Generally, the community consensus is that "feasibility" questions about sci-fi ideas are on-topic because they produce relevant information that can help people build fictional worlds. Some recent feasibility questions that seem to fit the accepted style include:
- Feasibility of a creature that leaves behind crystal like formations
- Feasibility of Making a Quantum Destabilizer
However, I've noticed a string of feasibility questions structured differently:
- Feasibility of a species based on Nyarlethotep
- Feasibility of a species based on Yog Sothoth
- Feasibility of nurgle
- Feasibility of tzeentch
The latter questions follow this format: "here is an existing creature from a work of fiction, and here are its attributes; how can it be explained?" I'm reminded of the Anatomically Correct Series, which exists to help users
create fictional creatures in a realistic evolutionary way.
The problem is, these questions seem less geared toward creating fictional creatures
and more toward explaining existing ones.
Are the aforementioned questions on-topic? Are "explain-existing-creature" questions fundamentally different from the Anatomically Correct Series because they are narrow and off-topic, or are they equally helpful because they provide scientific explanations that others may find useful?
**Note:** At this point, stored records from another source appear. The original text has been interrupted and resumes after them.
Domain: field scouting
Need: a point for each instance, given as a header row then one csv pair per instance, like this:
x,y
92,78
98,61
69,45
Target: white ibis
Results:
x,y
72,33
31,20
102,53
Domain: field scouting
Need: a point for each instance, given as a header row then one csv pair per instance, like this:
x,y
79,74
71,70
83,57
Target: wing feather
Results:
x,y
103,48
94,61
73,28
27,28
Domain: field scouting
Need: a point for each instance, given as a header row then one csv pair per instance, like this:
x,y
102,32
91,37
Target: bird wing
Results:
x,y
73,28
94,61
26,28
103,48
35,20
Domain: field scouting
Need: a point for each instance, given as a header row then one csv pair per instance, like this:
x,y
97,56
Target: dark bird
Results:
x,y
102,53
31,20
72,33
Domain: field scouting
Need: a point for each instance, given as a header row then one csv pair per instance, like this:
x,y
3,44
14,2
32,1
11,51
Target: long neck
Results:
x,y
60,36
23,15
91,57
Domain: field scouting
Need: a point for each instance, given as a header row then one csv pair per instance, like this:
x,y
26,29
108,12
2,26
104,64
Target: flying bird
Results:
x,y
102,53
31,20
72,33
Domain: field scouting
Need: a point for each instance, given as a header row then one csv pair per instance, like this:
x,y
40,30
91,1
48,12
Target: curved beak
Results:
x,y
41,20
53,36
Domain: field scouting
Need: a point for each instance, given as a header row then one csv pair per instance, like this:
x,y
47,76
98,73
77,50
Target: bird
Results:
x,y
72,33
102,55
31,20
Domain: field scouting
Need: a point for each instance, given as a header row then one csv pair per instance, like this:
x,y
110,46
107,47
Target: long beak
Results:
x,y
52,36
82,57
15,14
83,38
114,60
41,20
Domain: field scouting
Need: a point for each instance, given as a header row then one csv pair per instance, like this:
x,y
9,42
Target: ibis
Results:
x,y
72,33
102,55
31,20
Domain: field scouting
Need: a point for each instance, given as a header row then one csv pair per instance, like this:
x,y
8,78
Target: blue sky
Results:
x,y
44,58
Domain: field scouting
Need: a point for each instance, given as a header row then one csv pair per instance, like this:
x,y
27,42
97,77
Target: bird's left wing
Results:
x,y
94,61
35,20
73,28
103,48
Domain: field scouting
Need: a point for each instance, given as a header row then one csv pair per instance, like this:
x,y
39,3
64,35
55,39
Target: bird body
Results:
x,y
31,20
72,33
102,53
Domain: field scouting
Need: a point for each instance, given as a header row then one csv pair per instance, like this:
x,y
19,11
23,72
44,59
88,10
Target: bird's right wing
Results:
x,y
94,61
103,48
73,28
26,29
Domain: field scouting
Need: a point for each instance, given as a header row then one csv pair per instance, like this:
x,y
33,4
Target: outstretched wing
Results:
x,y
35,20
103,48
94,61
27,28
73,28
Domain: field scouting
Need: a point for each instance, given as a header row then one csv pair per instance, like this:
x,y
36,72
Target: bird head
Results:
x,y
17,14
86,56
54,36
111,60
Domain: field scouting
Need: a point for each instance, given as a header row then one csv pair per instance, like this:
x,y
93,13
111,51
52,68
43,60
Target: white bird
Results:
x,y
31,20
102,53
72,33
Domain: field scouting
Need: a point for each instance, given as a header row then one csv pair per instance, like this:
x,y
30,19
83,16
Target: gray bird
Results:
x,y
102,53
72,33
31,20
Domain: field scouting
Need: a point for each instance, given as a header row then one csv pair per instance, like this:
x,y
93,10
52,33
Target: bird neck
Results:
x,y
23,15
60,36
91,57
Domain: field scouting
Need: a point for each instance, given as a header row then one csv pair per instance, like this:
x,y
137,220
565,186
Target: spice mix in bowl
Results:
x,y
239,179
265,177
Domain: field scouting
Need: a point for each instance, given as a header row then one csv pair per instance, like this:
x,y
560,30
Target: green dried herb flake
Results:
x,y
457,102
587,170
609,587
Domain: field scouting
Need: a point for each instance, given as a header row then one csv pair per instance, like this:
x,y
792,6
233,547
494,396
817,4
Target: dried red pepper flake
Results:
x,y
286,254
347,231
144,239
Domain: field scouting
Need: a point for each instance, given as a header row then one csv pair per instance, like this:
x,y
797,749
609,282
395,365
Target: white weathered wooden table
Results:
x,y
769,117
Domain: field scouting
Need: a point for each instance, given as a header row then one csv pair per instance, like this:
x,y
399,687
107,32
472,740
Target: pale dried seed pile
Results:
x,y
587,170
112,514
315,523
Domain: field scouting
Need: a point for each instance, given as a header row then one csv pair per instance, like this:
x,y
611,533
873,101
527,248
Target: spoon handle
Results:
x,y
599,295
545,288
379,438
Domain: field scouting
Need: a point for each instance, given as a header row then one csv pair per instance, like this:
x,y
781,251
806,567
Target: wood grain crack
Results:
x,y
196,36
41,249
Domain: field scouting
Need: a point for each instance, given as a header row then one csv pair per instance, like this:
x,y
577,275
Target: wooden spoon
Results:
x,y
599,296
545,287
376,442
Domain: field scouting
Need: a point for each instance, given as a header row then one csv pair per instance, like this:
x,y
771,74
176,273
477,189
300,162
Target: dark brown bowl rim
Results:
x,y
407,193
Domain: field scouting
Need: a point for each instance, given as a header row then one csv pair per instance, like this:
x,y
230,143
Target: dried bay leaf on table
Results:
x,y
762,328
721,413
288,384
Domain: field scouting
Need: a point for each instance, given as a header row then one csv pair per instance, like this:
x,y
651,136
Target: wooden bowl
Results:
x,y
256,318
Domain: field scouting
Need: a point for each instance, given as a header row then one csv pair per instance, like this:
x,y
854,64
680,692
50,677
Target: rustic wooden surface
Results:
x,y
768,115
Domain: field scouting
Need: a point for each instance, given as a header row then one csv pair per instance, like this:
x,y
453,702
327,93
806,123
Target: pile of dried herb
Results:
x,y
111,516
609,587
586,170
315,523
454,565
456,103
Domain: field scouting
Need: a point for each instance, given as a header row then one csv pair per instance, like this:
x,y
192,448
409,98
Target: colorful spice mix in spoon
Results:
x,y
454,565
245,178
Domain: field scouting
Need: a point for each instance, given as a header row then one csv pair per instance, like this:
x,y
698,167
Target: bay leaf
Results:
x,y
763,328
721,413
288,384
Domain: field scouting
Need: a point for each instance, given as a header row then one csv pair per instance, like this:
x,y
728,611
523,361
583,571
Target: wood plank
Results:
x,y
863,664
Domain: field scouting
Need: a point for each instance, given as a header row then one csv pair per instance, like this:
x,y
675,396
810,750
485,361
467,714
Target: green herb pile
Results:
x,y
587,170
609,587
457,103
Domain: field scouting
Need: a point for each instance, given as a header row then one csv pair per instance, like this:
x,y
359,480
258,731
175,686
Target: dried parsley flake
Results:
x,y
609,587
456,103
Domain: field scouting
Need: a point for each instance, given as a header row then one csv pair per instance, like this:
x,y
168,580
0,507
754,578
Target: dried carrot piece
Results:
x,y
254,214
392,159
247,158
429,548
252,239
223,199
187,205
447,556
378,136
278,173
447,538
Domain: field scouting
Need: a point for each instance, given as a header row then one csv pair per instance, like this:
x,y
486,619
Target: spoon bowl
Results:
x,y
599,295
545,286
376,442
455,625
EDIT: Here's some clarification of my perspective based on VLAZ's post: I think part of what irks me most is the apparent ease of inserting an existing creature into a post for the sake of generating questions. A lot of questions on this site don't seem to be used to make actual fictional worlds, but when it's possible to functionally copy-and-paste existing works of fiction to generate posts, it seems especially unproductive.